The research methodology involves a comprehensive design and simulation process using the MODE Solutions module. The proposed edge coupler is based on a cross-type heterogeneous multi-core waveguide structure (Fig. 1). This structure integrates silicon nitride and half-etched silicon waveguides to achieve high mode field matching between optical fibers and silicon strip waveguides. The structural parameters to be optimized include the width and spacing of the Si₃N₄ waveguides denoted as w and d, as well as the width and spacing of the half-etched Si waveguides denoted as w_Siand d_Si. To simplify the optimization process, we divided it into two steps. First, we optimize the w and d parameters using cross-type Si₃N₄ waveguides, with all five waveguides having the same dimensional parameters. The overlap integral is utilized to measure the mode field matching efficiency, as shown in Fig. 2. In the subsequent optimization step, one Si₃N₄ waveguide at the bottom was replaced by a half-etched Si waveguide, while the w and d parameters are set to the optimized values obtained in the first step. The simulation results of this step are presented in Fig. 3. Inspired by the research work of Maegami, we employ his method of analyzing the coupling sections of the adiabatic taper to design our adiabatic coupler. This involves calculating and comparing the effective refractive index of the single waveguide and the combination of the two waveguides. Based on these calculations, we divide the adiabatic taper into lower coupling and higher coupling sections. In each section, we optimize the length of the taper, respectively.
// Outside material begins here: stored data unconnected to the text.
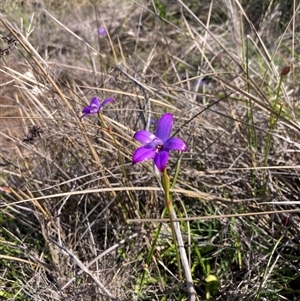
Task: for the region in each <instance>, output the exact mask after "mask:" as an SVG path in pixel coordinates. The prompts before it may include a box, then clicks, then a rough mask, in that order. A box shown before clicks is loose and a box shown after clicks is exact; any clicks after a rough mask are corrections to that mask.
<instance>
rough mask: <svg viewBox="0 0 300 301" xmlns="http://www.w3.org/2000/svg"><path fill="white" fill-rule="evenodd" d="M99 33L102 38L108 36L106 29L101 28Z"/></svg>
mask: <svg viewBox="0 0 300 301" xmlns="http://www.w3.org/2000/svg"><path fill="white" fill-rule="evenodd" d="M98 33H99V34H100V36H105V35H106V29H105V28H104V27H100V28H99V29H98Z"/></svg>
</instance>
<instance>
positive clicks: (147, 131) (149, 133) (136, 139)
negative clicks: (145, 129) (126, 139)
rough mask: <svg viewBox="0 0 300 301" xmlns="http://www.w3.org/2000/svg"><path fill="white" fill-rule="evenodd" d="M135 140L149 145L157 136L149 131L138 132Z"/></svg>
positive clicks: (136, 135) (137, 132)
mask: <svg viewBox="0 0 300 301" xmlns="http://www.w3.org/2000/svg"><path fill="white" fill-rule="evenodd" d="M133 138H134V139H136V140H137V141H139V142H141V143H143V144H147V143H150V142H151V141H153V140H154V139H155V138H156V136H155V135H154V134H152V133H150V132H148V131H144V130H141V131H137V132H136V133H135V134H134V136H133Z"/></svg>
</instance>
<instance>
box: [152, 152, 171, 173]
mask: <svg viewBox="0 0 300 301" xmlns="http://www.w3.org/2000/svg"><path fill="white" fill-rule="evenodd" d="M168 160H169V152H168V151H164V150H162V151H160V152H159V153H157V154H156V156H155V157H154V164H155V165H156V166H157V168H158V169H159V170H160V171H161V172H163V171H164V170H165V169H166V167H167V163H168Z"/></svg>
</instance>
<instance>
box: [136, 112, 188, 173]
mask: <svg viewBox="0 0 300 301" xmlns="http://www.w3.org/2000/svg"><path fill="white" fill-rule="evenodd" d="M172 127H173V115H172V114H171V113H166V114H164V115H163V116H162V117H161V118H160V119H159V120H158V122H157V128H156V133H155V134H153V133H151V132H148V131H146V130H141V131H137V132H136V133H135V134H134V136H133V137H134V138H135V139H136V140H138V141H139V142H141V143H142V144H144V146H141V147H139V148H138V149H137V150H136V151H135V152H134V154H133V156H132V163H133V164H136V163H139V162H142V161H145V160H151V159H153V161H154V164H155V165H156V167H157V168H158V169H159V170H160V171H161V172H163V171H164V170H165V169H166V167H167V163H168V160H169V151H171V150H177V151H186V150H187V146H186V144H185V143H184V142H183V141H182V140H181V139H179V138H176V137H170V135H171V131H172Z"/></svg>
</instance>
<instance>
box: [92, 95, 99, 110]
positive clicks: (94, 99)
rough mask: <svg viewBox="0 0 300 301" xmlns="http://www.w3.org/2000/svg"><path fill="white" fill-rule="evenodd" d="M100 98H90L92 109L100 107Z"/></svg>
mask: <svg viewBox="0 0 300 301" xmlns="http://www.w3.org/2000/svg"><path fill="white" fill-rule="evenodd" d="M100 106H101V104H100V100H99V98H98V97H97V96H95V97H93V98H92V100H91V103H90V107H91V108H93V109H96V108H97V109H98V110H99V109H100Z"/></svg>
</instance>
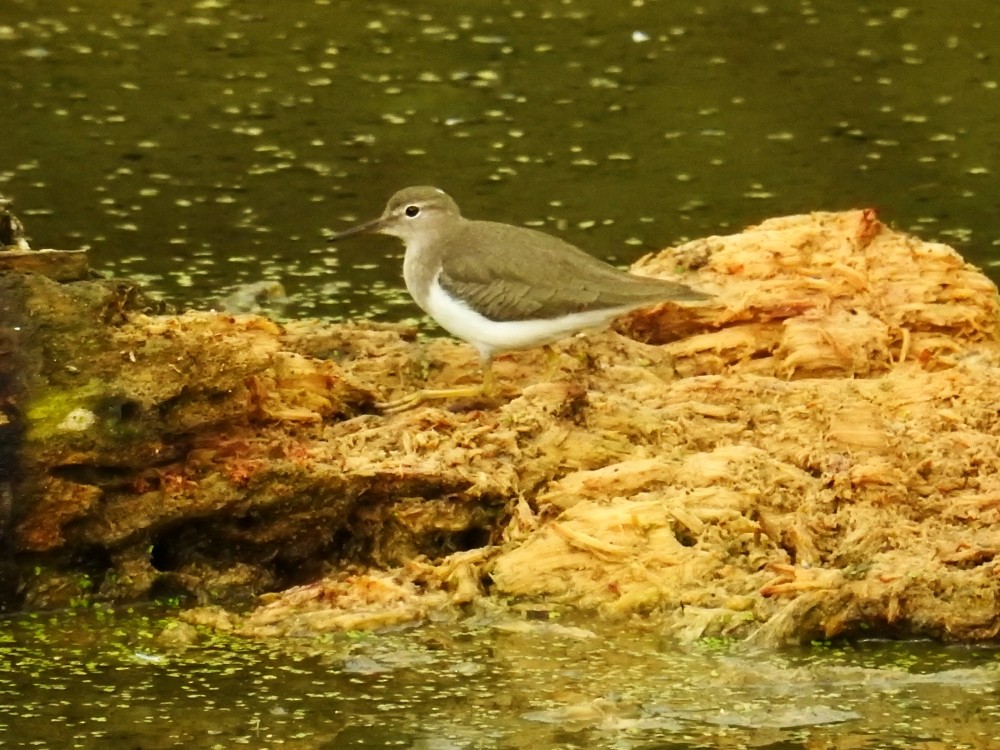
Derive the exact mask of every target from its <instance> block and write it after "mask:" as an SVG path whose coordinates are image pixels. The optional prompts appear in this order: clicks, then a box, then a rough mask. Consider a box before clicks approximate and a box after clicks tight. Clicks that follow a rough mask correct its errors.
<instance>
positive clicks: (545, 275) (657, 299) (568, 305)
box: [439, 221, 708, 321]
mask: <svg viewBox="0 0 1000 750" xmlns="http://www.w3.org/2000/svg"><path fill="white" fill-rule="evenodd" d="M473 227H475V228H476V231H475V232H474V235H475V238H476V241H475V242H473V241H472V237H471V235H470V230H471V229H472V228H473ZM484 244H485V245H486V246H487V247H488V248H489V250H488V251H486V250H483V249H482V246H483V245H484ZM476 248H479V249H478V250H477V249H476ZM443 250H444V253H443V261H444V262H443V267H442V271H441V276H440V277H439V281H440V283H441V285H442V286H443V287H444V289H445V290H446V291H447V292H449V293H451V294H452V295H454V296H458V297H461V299H462V300H464V301H465V302H466V304H468V305H469V306H470V307H471V308H472V309H474V310H475V311H476V312H478V313H480V314H481V315H483V316H485V317H486V318H489V319H490V320H497V321H507V320H523V319H548V318H554V317H559V316H561V315H565V314H567V313H574V312H586V311H589V310H599V309H611V308H623V309H628V308H634V307H642V306H643V305H649V304H653V303H655V302H660V301H665V300H671V299H672V300H692V301H693V300H700V299H707V298H708V295H705V294H702V293H700V292H696V291H694V290H693V289H690V288H688V287H686V286H684V285H683V284H675V283H673V282H669V281H664V280H663V279H652V278H646V277H642V276H633V275H632V274H629V273H626V272H624V271H620V270H618V269H617V268H614V267H613V266H610V265H608V264H607V263H604V262H602V261H599V260H597V259H596V258H594V257H592V256H590V255H587V253H585V252H583V251H582V250H580V249H579V248H576V247H574V246H573V245H570V244H569V243H567V242H563V241H562V240H560V239H558V238H556V237H552V236H551V235H547V234H544V233H542V232H536V231H535V230H533V229H527V228H522V227H514V226H510V225H507V224H496V223H493V222H485V221H476V222H467V223H466V226H465V227H464V228H463V230H462V231H459V232H456V233H455V234H454V235H453V236H452V237H450V238H449V239H448V241H447V244H446V247H444V248H443Z"/></svg>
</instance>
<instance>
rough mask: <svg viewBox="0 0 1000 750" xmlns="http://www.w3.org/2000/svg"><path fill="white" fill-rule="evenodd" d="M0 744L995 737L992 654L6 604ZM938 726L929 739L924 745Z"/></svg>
mask: <svg viewBox="0 0 1000 750" xmlns="http://www.w3.org/2000/svg"><path fill="white" fill-rule="evenodd" d="M4 632H5V633H6V635H5V636H4V644H3V650H2V654H3V659H2V663H3V665H4V669H3V671H2V672H0V694H2V695H4V696H5V700H3V701H0V705H2V706H3V708H2V709H0V742H2V743H3V744H4V746H5V747H36V748H46V747H51V748H67V747H78V748H97V747H101V748H107V747H143V748H150V749H152V748H172V747H185V748H222V747H226V748H228V747H235V746H250V747H293V748H344V747H356V746H365V747H413V748H439V749H440V748H513V747H588V748H591V747H595V748H596V747H602V748H603V747H607V748H649V747H673V748H696V747H748V746H754V747H762V746H767V747H826V748H869V747H871V748H875V747H887V746H906V747H932V746H933V747H992V746H995V744H996V743H997V742H998V741H1000V720H998V709H997V706H996V701H995V690H996V685H997V670H996V665H995V663H994V661H995V660H994V659H993V655H992V652H987V651H983V650H969V649H962V648H949V647H945V646H934V645H930V644H912V643H911V644H893V643H876V642H871V643H862V644H856V645H846V646H842V647H836V648H835V647H832V646H829V645H823V644H818V645H816V646H814V647H812V648H805V649H795V650H789V651H786V652H784V653H773V652H747V651H745V650H742V649H740V648H739V647H737V646H732V645H727V644H724V643H720V642H714V641H705V642H702V643H700V644H697V645H695V646H693V647H689V648H687V649H684V650H681V649H679V648H677V647H676V646H674V645H673V644H671V643H670V642H667V641H663V640H661V639H660V638H658V637H657V635H656V634H655V633H653V632H644V631H642V630H640V629H638V628H636V627H634V626H630V627H628V628H625V629H622V628H621V627H612V626H609V625H601V624H599V623H592V622H589V623H582V624H581V623H577V624H576V625H574V626H564V625H560V624H557V623H556V624H553V623H546V622H533V621H530V620H519V619H517V618H516V617H511V616H510V615H506V616H503V617H499V616H496V615H491V616H487V617H482V616H480V617H476V618H473V619H470V620H468V621H467V622H465V623H463V624H461V625H459V626H447V627H445V626H441V627H438V626H427V627H423V628H418V629H415V630H408V631H402V632H397V633H389V634H381V635H372V634H368V635H361V634H353V635H351V634H348V635H339V636H335V637H330V638H324V639H320V640H312V639H302V640H301V641H296V640H295V639H291V640H285V641H284V642H280V643H273V642H272V643H250V642H242V641H231V640H227V639H224V638H221V637H219V636H215V635H211V634H208V633H196V634H195V635H194V636H193V637H192V638H191V639H190V645H188V646H186V647H184V646H180V645H178V643H179V642H180V641H179V640H178V639H177V638H167V637H164V636H163V635H162V633H163V624H162V622H161V621H160V620H159V615H157V614H155V613H146V614H142V613H131V614H127V613H123V612H120V613H117V614H115V613H111V612H107V611H102V610H91V611H78V612H71V613H63V614H58V615H45V616H40V617H22V618H20V619H16V620H7V621H6V623H5V625H4ZM935 743H937V744H935Z"/></svg>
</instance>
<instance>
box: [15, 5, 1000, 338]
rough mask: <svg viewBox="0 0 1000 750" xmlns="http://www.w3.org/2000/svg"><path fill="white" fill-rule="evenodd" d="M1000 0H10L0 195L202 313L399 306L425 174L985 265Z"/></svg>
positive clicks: (70, 239) (507, 212)
mask: <svg viewBox="0 0 1000 750" xmlns="http://www.w3.org/2000/svg"><path fill="white" fill-rule="evenodd" d="M998 57H1000V17H998V16H997V14H996V12H995V3H994V2H993V0H975V1H973V0H956V1H955V2H949V3H941V2H935V1H934V0H919V1H916V2H906V3H860V4H856V3H845V2H841V0H792V1H790V2H767V1H766V0H762V1H761V2H752V3H751V2H748V3H736V2H731V1H730V0H689V1H686V2H675V1H674V0H670V1H669V2H668V1H667V0H631V2H614V3H608V2H600V1H599V0H543V1H542V2H536V1H535V0H506V1H503V2H497V1H496V0H471V1H467V2H463V3H443V2H433V1H432V0H412V1H410V2H405V3H401V2H395V1H393V0H386V1H385V2H379V3H360V2H349V1H348V0H296V1H295V2H288V3H265V2H262V1H261V0H241V1H240V2H236V1H235V0H185V1H182V2H170V3H165V2H162V3H135V2H131V1H126V0H78V1H77V2H75V3H72V4H70V5H66V4H65V3H63V2H61V0H5V2H4V3H2V4H0V100H2V101H3V102H4V103H5V106H4V114H3V119H2V127H0V133H2V135H0V146H2V149H3V156H2V159H0V191H2V192H5V193H10V194H12V195H13V196H14V197H16V199H17V200H18V203H17V207H18V208H19V209H20V210H21V212H22V213H23V214H24V218H25V220H26V221H27V223H28V226H29V230H30V231H31V233H32V235H33V237H34V242H35V245H36V246H57V247H77V246H81V245H83V246H87V247H90V248H92V254H93V258H94V261H95V263H96V264H97V265H98V266H99V267H101V268H103V269H106V270H110V271H113V272H115V273H119V274H130V275H134V276H138V277H140V278H145V279H147V280H149V281H150V282H151V284H152V287H153V288H154V289H155V290H158V291H159V292H161V293H163V294H166V295H167V296H168V297H169V298H171V299H174V300H179V301H181V302H186V303H191V304H197V305H206V304H208V302H209V301H211V300H212V299H214V298H216V297H217V296H218V295H219V293H220V290H223V289H224V288H225V287H228V286H229V285H232V284H234V283H237V282H250V281H257V280H259V279H262V278H270V279H277V280H280V281H281V282H282V283H283V284H284V285H285V287H286V288H287V290H288V291H289V293H290V294H291V295H292V296H293V299H294V300H295V304H294V305H293V306H292V307H291V309H290V310H289V312H290V314H293V315H300V314H310V313H316V314H322V315H329V316H378V317H383V318H400V317H408V316H412V315H414V314H415V312H416V309H415V308H414V307H413V306H412V304H411V303H410V301H409V299H408V298H406V296H405V295H400V293H399V292H400V288H401V279H400V269H399V257H400V252H399V247H398V245H397V244H395V242H394V241H393V240H391V239H388V238H382V239H378V240H361V241H357V242H355V243H344V244H343V245H340V246H337V247H336V248H332V247H330V246H328V245H326V244H325V243H324V242H323V233H324V232H325V231H330V230H334V229H339V228H343V227H344V226H346V221H348V220H354V219H358V218H366V217H368V216H372V215H375V214H377V213H378V212H379V211H380V210H381V208H382V205H383V204H384V202H385V200H386V198H387V197H388V196H389V195H390V194H391V193H393V192H394V191H395V190H397V189H398V188H400V187H403V186H405V185H408V184H420V183H432V184H436V185H439V186H440V187H443V188H445V189H446V190H448V191H449V192H450V193H452V194H453V195H454V196H455V197H456V198H457V199H458V201H459V203H460V205H462V206H463V207H464V210H465V212H466V214H467V215H470V216H473V217H476V218H491V219H496V220H505V221H509V222H514V223H521V222H525V223H533V224H536V225H539V226H542V227H544V228H546V229H548V230H550V231H554V232H558V233H561V234H562V235H563V236H564V237H566V238H567V239H569V240H570V241H572V242H575V243H577V244H579V245H581V246H583V247H585V248H586V249H588V250H590V251H592V252H593V253H595V254H596V255H599V256H601V257H605V258H613V259H616V260H618V261H620V262H626V261H631V260H633V259H635V258H636V257H638V256H639V255H641V254H642V253H644V252H645V251H647V250H649V249H654V248H657V247H662V246H663V245H666V244H669V243H671V242H673V241H676V240H678V239H682V238H690V237H695V236H702V235H706V234H711V233H717V232H727V231H731V230H735V229H738V228H740V227H742V226H745V225H747V224H748V223H753V222H756V221H758V220H760V219H763V218H765V217H769V216H774V215H779V214H786V213H792V212H801V211H808V210H812V209H839V208H846V207H857V206H875V207H877V208H878V209H879V210H880V212H881V215H882V216H883V217H884V218H885V219H886V220H887V221H889V222H891V223H893V224H894V225H896V226H898V227H901V228H904V229H910V230H913V231H916V232H918V233H920V234H921V235H922V236H925V237H928V238H940V239H944V240H946V241H949V242H952V243H954V244H957V245H958V246H959V247H960V248H961V249H962V250H963V252H965V253H966V254H967V255H968V256H969V257H970V258H972V259H974V260H976V261H978V262H980V263H989V262H991V261H992V260H993V259H994V258H996V257H997V247H998V243H1000V228H998V227H997V222H996V220H995V214H996V204H997V198H996V196H997V195H1000V183H998V174H997V168H996V162H997V154H998V149H1000V134H998V130H997V128H996V123H997V122H998V121H1000V91H998V85H1000V73H998V71H997V68H996V60H997V59H998Z"/></svg>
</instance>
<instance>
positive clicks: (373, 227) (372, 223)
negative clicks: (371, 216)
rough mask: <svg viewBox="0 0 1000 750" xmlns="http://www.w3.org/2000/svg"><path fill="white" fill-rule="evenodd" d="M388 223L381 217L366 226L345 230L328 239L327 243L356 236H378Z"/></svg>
mask: <svg viewBox="0 0 1000 750" xmlns="http://www.w3.org/2000/svg"><path fill="white" fill-rule="evenodd" d="M386 223H387V222H386V219H385V217H384V216H379V217H378V218H377V219H372V220H371V221H368V222H365V223H364V224H358V225H357V226H356V227H351V228H350V229H345V230H344V231H343V232H337V233H336V234H334V235H331V236H329V237H327V238H326V241H327V242H336V241H337V240H342V239H344V238H345V237H353V236H354V235H356V234H376V233H378V232H379V231H381V230H382V228H383V227H384V226H385V225H386Z"/></svg>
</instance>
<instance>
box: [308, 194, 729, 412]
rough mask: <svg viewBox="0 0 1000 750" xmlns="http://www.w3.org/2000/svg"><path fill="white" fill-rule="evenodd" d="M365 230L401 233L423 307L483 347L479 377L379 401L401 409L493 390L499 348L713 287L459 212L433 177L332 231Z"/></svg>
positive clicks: (539, 339) (441, 326) (437, 322)
mask: <svg viewBox="0 0 1000 750" xmlns="http://www.w3.org/2000/svg"><path fill="white" fill-rule="evenodd" d="M359 234H385V235H390V236H393V237H397V238H399V239H401V240H402V241H403V243H404V245H405V247H406V249H405V253H404V256H403V279H404V281H405V283H406V289H407V291H408V292H409V293H410V296H412V297H413V300H414V301H415V302H416V303H417V305H418V306H419V307H420V309H421V310H423V311H424V312H425V313H427V314H428V315H429V316H430V317H431V318H433V319H434V320H435V321H436V322H437V323H438V324H439V325H440V326H441V327H442V328H444V329H445V330H446V331H448V332H449V333H450V334H452V335H453V336H455V337H457V338H459V339H462V340H464V341H466V342H468V343H469V344H471V345H472V346H473V347H475V349H476V351H477V352H478V354H479V361H480V365H481V368H482V372H483V379H482V384H481V385H479V386H476V387H470V388H447V389H436V390H423V391H419V392H416V393H413V394H410V395H408V396H405V397H403V398H401V399H398V400H396V401H393V402H389V403H386V404H383V405H382V406H383V408H384V409H385V410H386V411H390V412H395V411H402V410H404V409H407V408H410V407H412V406H415V405H417V404H420V403H422V402H425V401H429V400H434V399H448V398H467V397H470V396H475V395H481V394H489V393H491V392H492V390H493V387H494V379H493V371H492V367H491V363H492V360H493V357H494V356H495V355H496V354H499V353H502V352H508V351H516V350H521V349H528V348H532V347H536V346H541V345H545V344H550V343H552V342H554V341H557V340H559V339H561V338H564V337H566V336H568V335H570V334H573V333H576V332H578V331H581V330H585V329H590V328H599V327H604V326H607V325H608V324H610V323H611V321H612V320H614V319H615V318H617V317H618V316H620V315H622V314H624V313H627V312H630V311H633V310H637V309H639V308H642V307H648V306H651V305H654V304H656V303H659V302H665V301H674V302H699V301H704V300H707V299H710V298H711V296H712V295H709V294H705V293H704V292H699V291H696V290H694V289H692V288H690V287H688V286H685V285H684V284H678V283H675V282H672V281H666V280H664V279H656V278H651V277H646V276H638V275H636V274H632V273H628V272H627V271H622V270H620V269H618V268H615V267H614V266H612V265H610V264H608V263H605V262H603V261H601V260H598V259H597V258H595V257H593V256H591V255H588V254H587V253H586V252H584V251H583V250H581V249H579V248H578V247H575V246H574V245H571V244H570V243H568V242H565V241H563V240H561V239H559V238H557V237H553V236H552V235H549V234H545V233H544V232H539V231H537V230H534V229H529V228H527V227H519V226H514V225H511V224H503V223H500V222H494V221H477V220H470V219H466V218H465V217H463V216H462V214H461V211H460V210H459V208H458V204H456V202H455V201H454V200H453V199H452V198H451V196H449V195H448V194H447V193H445V192H444V191H443V190H440V189H439V188H436V187H430V186H425V185H422V186H417V187H408V188H404V189H403V190H400V191H399V192H397V193H396V194H395V195H393V196H392V197H391V198H390V199H389V202H388V203H387V204H386V207H385V210H384V211H383V212H382V215H381V216H379V217H378V218H376V219H373V220H371V221H368V222H365V223H363V224H359V225H357V226H354V227H351V228H350V229H345V230H343V231H341V232H337V233H336V234H334V235H332V236H330V237H328V238H327V239H328V241H330V242H339V241H341V240H343V239H346V238H348V237H352V236H354V235H359Z"/></svg>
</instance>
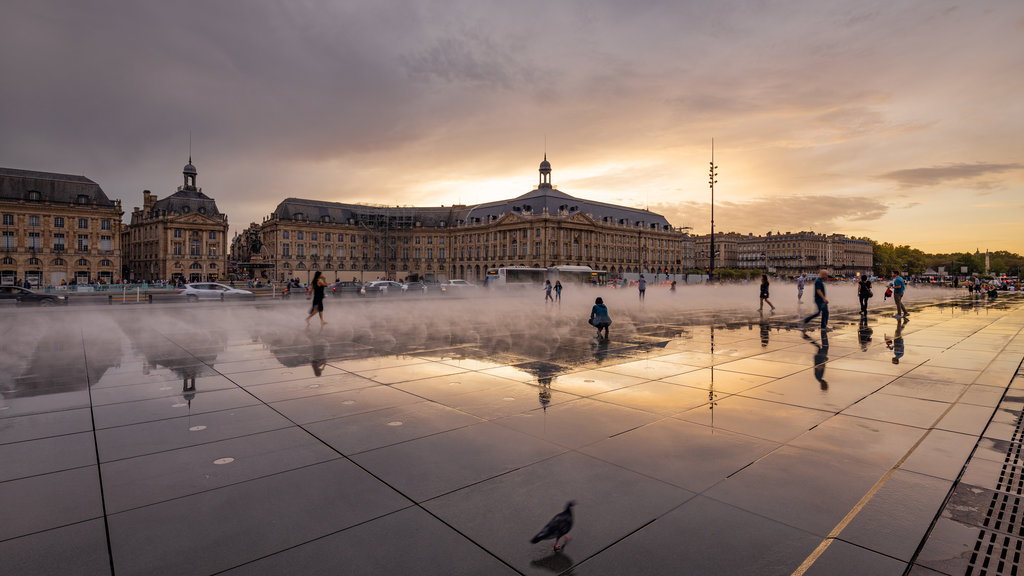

The simulation analysis of the proposed edge coupler, conducted using advanced simulation tools, reveals exceptional optical coupling performance. At the wavelength of 1550 nm, the device demonstrated a high mode field matching efficiency, which is crucial for efficiently transferring light between the silicon photonic chip and the high numerical aperture fiber (HNAF). The simulation results indicate a coupling efficiency of 97.1% for the TE mode and 97.5% for the TM mode, highlighting the effectiveness of the design in minimizing optical loss during the coupling process (Fig. 6). The bandwidth capability of the coupler was also evaluated, showing that the design supports a bandwidth of 350 nm while maintaining a polarization-dependent loss (PDL) within ±1%. Additionally, the coupler exhibits an acceptable 1 dB alignment tolerance, allowing for approximately ±1.01 μm displacements for both TE and TM modes (Fig. 8). The simulation results further demonstrate that the proposed edge coupler has a high process tolerance for SiO₂ thickness error and horizontal distance error of the silicon nitride waveguides. This resilience to manufacturing imperfections underscores the design’s industrial applicability and potential for reliable, large-scale production. In conclusion, the performance analysis confirms the proposed edge coupler as a promising solution for high-efficiency silicon photonics integration.

With the increasing adoption of Si₃N₄ waveguides alongside SOI waveguides, we introduce a high-coupling-efficiency cross-type heterogeneous multi-core waveguide edge coupler that avoids the need for deep etching or doping of the SiO₂ cladding. The manufacturing process for this structure is relatively straightforward, involving the addition of two layers of Si₃N₄ waveguides to the traditional SOI chip manufacturing process. Apart from the interlayer distance of the two Si₃N₄ waveguides, which may not be suitable for multi-project wafer (MPW) fabrication, the remaining processes are compatible with MPW production. Simulation results reveal that the designed edge coupler achieves a coupling efficiency of 97.1% (TE mode at 1550 nm, coupling loss of 0.13 dB) and 97.5% (TM mode at 1550 nm, coupling loss of 0.11 dB) when coupled with high numerical aperture fibers. These fibers can be linked to standard single-mode fibers through thermally expanded core (TEC) technology, resulting in a coupling loss of less than 0.10 dB. Therefore, the total coupling loss is estimated to be less than 0.23 dB (TE mode) and 0.21 dB (TM mode). Additionally, the designed edge coupler exhibits good manufacturing tolerances for waveguide thickness, width, and SiO₂ cladding thickness, indicating promising prospects for industrial applications.